Las Vegas bartender Jessie Klenke lost her job March 18 and has been relying on her unemployment benefit and her parents' help to pay the bills, but will not be counted among the unemployed in the March report.
"I have friends telling us about food stamps, so I'll be considering that," she told AFP. "Anything helps at this point."
Even analysts who had expected grim jobless claims figures were stunned.
"No words for this," said Ian Shepherdson of Pantheon Macroeconomics, dismissing Friday's data as "completely irrelevant."
"With another week of huge job losses now underway we'd guess that the true unemployment rate right now is about 12.5 percent."
And he warned, "It will rise above that level, though, as job losses appear to be continuing at an astonishingly rapid pace."
Gregory Daco of Oxford Economics said jobs losses could top 20 million.

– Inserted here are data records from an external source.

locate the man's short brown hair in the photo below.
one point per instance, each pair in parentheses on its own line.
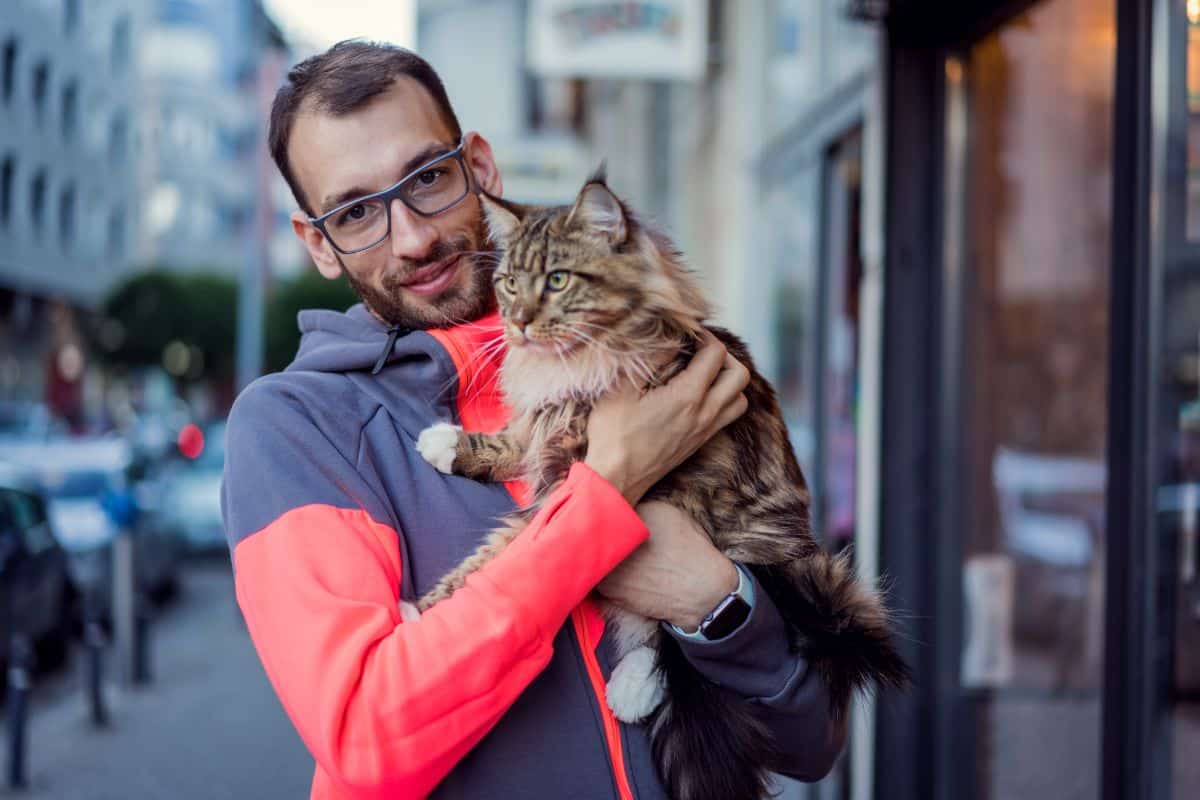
(343,79)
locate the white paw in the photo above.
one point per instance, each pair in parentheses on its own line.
(635,689)
(438,443)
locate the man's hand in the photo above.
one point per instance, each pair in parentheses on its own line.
(635,439)
(677,575)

The government last week approved a $2.2 trillion rescue package that includes a massive expansion and extension of unemployment benefits to cushion the blow for the millions of workers left without a paycheck.
The program also includes $349 billion in loans to businesses that will be forgiven if they are primarily used to pay workers, even those already dismissed.
Former vice president Joe Biden, the Democratic frontrunner in the November presidential election, blamed President Donald Trump for delaying the response to the crisis.
"Donald Trump is not responsible for the coronavirus, but he is responsible for failing to prepare our nation," Biden said in a statement, lambasting "the erratic and unacceptably slow federal response that has tragically lagged behind other countries."
Trump said Thursday the government is "racing" to get relief to workers and small businesses.
"Take care of your workers," he urged at the daily White House briefing.